The Act directs the President to impose three of the sanctions measures outlined above against Rosboronexport (subject to the President’s waiver authority). Russian producers, transferors, or brokers of defense articles, and investors in Special Russian Crude Oil Projects also could be subject to at least three of the above sanctions measures. If Gazprom was to become targeted, the Act provides that at least two of the above sanctions measures must be imposed, one of which must be restrictions on investment in equity or debt.
Finally, the President is authorized to impose additional licensing requirements on the export or reexport of items for use in the energy sector of the Russian Federation, including equipment used for tertiary oil recovery.
Financial Sector Sanctions
The Act authorizes the President to impose sanctions on a foreign financial institution that knowingly engages in a significant transaction involving:
- The manufacture or sale of defense articles transferred into Syria or the territory of a Specified Country without the consent of the “internationally recognized government of that country;”
- The brokerage, transfer or other assistance in the transfer of defense articles into Syria or the territory of a Specified Country without the consent of the “internationally recognized government of that country;”

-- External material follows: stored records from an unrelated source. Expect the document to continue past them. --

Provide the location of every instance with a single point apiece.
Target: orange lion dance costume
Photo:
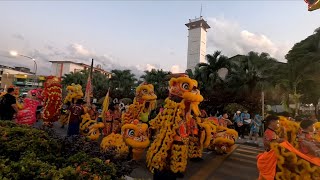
(181, 132)
(52, 95)
(285, 161)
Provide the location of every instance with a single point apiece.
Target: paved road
(240, 164)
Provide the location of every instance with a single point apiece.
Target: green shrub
(29, 153)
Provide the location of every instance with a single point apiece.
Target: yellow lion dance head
(136, 136)
(74, 92)
(90, 128)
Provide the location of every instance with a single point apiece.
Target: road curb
(212, 165)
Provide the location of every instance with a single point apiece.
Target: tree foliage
(159, 80)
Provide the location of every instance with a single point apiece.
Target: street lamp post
(35, 66)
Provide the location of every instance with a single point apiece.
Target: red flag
(88, 93)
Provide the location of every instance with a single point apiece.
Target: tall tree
(159, 80)
(122, 83)
(250, 75)
(100, 82)
(302, 69)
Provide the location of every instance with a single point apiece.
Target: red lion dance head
(52, 95)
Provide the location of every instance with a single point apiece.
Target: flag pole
(91, 69)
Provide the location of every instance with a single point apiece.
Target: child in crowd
(306, 141)
(255, 127)
(224, 121)
(270, 134)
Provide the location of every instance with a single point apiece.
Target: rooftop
(98, 67)
(197, 22)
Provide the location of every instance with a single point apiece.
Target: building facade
(197, 42)
(60, 68)
(19, 76)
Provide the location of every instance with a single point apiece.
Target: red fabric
(267, 163)
(28, 114)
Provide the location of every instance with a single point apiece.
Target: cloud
(230, 38)
(78, 49)
(147, 67)
(18, 36)
(175, 69)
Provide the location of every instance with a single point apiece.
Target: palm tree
(122, 83)
(159, 80)
(251, 75)
(302, 67)
(210, 72)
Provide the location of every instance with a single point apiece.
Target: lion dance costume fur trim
(52, 95)
(74, 93)
(27, 114)
(134, 131)
(181, 133)
(90, 128)
(223, 138)
(284, 160)
(144, 102)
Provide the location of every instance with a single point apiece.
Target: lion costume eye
(131, 132)
(185, 86)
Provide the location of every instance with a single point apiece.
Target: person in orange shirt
(224, 121)
(270, 134)
(306, 141)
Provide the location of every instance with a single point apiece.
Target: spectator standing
(8, 105)
(270, 134)
(76, 111)
(224, 121)
(255, 127)
(246, 122)
(238, 124)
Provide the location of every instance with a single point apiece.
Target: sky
(141, 35)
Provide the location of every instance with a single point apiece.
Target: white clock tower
(197, 42)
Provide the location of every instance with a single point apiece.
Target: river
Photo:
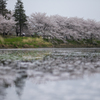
(50, 74)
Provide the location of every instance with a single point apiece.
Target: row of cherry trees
(7, 26)
(56, 26)
(63, 27)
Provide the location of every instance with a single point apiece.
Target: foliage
(19, 14)
(24, 42)
(64, 28)
(3, 10)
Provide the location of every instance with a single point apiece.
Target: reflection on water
(50, 74)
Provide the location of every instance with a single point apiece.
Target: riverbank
(35, 42)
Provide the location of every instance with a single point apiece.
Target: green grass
(34, 42)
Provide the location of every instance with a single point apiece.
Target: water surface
(50, 74)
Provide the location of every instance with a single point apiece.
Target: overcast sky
(87, 9)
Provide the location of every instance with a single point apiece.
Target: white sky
(69, 8)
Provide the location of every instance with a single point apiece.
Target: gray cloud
(70, 8)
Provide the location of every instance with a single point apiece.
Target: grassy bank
(31, 42)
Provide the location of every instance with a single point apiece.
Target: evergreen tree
(3, 10)
(20, 16)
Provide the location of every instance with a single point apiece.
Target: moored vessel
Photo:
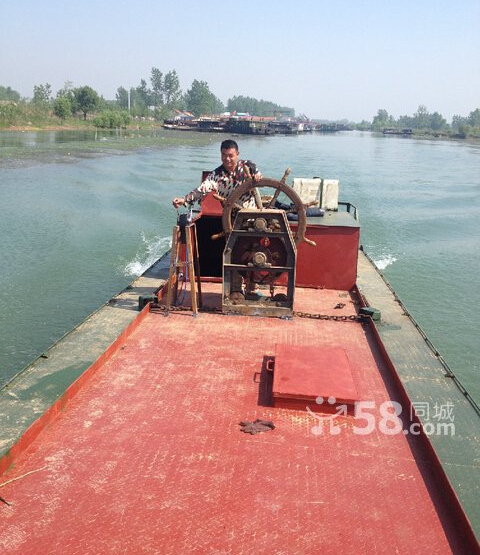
(145, 451)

- The assistance, sponsorship, or provision of financial, material, or technological support for, or goods or services in support of, the activities described above or with respect to a Russian entity involved in such activities;
- Significant investments in a Special Russian Crude Oil Project; or
- Gazprom, if Gazprom is determined to be withholding significant natural gas supplies from NATO member countries or further withholds natural gas supplies from countries such as Ukraine, Georgia or Moldova.

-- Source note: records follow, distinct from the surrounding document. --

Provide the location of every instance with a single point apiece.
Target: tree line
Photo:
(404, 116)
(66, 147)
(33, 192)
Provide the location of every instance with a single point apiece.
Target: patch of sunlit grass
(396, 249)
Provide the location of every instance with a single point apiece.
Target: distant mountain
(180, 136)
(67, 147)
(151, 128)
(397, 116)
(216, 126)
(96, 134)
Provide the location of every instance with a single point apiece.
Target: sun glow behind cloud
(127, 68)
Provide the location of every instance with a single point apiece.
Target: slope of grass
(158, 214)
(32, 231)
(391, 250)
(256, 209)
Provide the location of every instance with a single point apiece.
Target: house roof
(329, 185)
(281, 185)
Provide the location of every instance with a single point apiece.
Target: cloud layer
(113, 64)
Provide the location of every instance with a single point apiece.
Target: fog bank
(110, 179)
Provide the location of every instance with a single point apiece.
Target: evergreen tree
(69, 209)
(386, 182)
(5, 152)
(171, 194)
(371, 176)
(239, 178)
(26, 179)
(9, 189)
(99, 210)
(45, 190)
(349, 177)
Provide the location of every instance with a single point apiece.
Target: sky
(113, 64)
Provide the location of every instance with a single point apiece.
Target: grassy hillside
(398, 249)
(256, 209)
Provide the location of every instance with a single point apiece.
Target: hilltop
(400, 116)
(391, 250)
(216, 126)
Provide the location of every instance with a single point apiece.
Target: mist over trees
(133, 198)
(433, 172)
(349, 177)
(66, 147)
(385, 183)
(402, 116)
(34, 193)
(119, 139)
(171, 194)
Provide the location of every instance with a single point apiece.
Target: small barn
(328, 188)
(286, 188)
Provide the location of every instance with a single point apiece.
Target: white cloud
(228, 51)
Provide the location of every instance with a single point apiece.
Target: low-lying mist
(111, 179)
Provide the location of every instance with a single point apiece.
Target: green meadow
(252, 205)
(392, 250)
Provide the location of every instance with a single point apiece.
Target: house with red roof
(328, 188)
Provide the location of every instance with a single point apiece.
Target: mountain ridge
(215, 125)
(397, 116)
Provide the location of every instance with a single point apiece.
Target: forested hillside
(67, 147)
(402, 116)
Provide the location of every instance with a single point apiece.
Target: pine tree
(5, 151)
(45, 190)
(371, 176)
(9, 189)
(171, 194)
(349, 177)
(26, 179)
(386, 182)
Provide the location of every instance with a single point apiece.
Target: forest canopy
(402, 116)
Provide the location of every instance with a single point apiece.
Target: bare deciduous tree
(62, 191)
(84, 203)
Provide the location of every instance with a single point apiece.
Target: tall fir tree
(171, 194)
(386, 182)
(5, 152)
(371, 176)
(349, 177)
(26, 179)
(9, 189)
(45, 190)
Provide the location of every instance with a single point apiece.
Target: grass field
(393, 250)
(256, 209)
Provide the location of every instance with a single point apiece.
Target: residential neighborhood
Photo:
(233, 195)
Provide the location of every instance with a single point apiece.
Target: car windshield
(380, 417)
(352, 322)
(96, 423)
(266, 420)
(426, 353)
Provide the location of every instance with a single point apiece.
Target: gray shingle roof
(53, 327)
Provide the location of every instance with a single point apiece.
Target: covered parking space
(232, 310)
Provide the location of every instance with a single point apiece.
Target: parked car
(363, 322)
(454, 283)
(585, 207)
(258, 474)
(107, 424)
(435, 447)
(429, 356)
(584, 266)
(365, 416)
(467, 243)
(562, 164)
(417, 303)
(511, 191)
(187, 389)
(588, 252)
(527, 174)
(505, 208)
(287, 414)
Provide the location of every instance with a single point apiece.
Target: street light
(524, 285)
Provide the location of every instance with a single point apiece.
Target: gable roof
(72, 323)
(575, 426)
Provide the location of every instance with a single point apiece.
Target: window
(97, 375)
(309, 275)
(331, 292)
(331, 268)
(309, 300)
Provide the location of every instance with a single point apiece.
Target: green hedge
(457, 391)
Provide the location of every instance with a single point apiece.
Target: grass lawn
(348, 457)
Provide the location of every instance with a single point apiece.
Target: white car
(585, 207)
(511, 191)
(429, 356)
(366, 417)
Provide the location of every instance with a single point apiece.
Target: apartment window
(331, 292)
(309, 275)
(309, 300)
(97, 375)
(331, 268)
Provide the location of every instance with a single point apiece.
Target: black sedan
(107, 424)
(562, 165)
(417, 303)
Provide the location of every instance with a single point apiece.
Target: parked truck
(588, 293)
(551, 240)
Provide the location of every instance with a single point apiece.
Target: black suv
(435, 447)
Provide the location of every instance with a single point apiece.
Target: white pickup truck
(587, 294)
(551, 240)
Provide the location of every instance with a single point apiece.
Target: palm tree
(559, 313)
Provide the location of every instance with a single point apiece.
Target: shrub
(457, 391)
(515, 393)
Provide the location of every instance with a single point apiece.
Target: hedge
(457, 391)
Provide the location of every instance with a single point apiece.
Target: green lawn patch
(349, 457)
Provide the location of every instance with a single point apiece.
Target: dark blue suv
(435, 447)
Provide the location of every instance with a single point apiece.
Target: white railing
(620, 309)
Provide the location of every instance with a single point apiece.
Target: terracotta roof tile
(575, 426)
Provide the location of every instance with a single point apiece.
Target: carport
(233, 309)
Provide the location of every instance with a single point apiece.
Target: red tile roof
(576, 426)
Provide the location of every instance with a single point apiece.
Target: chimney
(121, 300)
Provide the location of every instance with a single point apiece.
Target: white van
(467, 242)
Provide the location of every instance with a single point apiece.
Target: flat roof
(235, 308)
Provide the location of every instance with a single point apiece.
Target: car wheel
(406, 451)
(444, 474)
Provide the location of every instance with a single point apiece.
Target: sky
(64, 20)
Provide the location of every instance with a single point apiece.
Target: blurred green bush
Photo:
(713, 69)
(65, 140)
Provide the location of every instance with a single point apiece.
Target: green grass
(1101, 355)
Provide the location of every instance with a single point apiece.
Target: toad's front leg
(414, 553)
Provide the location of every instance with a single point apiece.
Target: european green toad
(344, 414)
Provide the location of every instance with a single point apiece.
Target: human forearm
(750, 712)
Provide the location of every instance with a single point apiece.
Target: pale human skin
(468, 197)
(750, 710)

Further, beginning on or after 180 days after December 18, 2014, sanctions may be imposed on a foreign financial institution that knowingly facilitates a significant financial transaction on behalf of any Russian person identified on the SDN List. Russian persons are defined to include citizens or nationals of Russia or entities organized under the laws of Russia.
In each of these cases, the President may prohibit the opening of, or prohibit or impose strict conditions on the maintenance of, a correspondent account or a payable-through account in the United States by the targeted foreign financial institution.
Exemptions and Waivers
For purposes of the defense and energy sanctions described above, the Act includes limited exceptions for the procurement of certain defense articles or defense services under existing contracts. Certain other items are exempt from the defense and energy sanctions in the Act, such as certain information, technology, and spare or component parts essential to US products or production; and certain food, medicine, medical devices or agricultural commodities.
The Act also authorizes the President to waive any of the sanctions set forth in the Act in the “national security interest” of the United States.
Click here for a copy of the Act.
Click here for a copy of the Statement.
More information about the Russia sanctions, including the corresponding Executive Orders and sanctions measures, can be found here. Companies doing business with or exporting to Russia and Ukraine should closely monitor any measures imposed by the United States to ensure compliance. Penalties for noncompliance can be severe.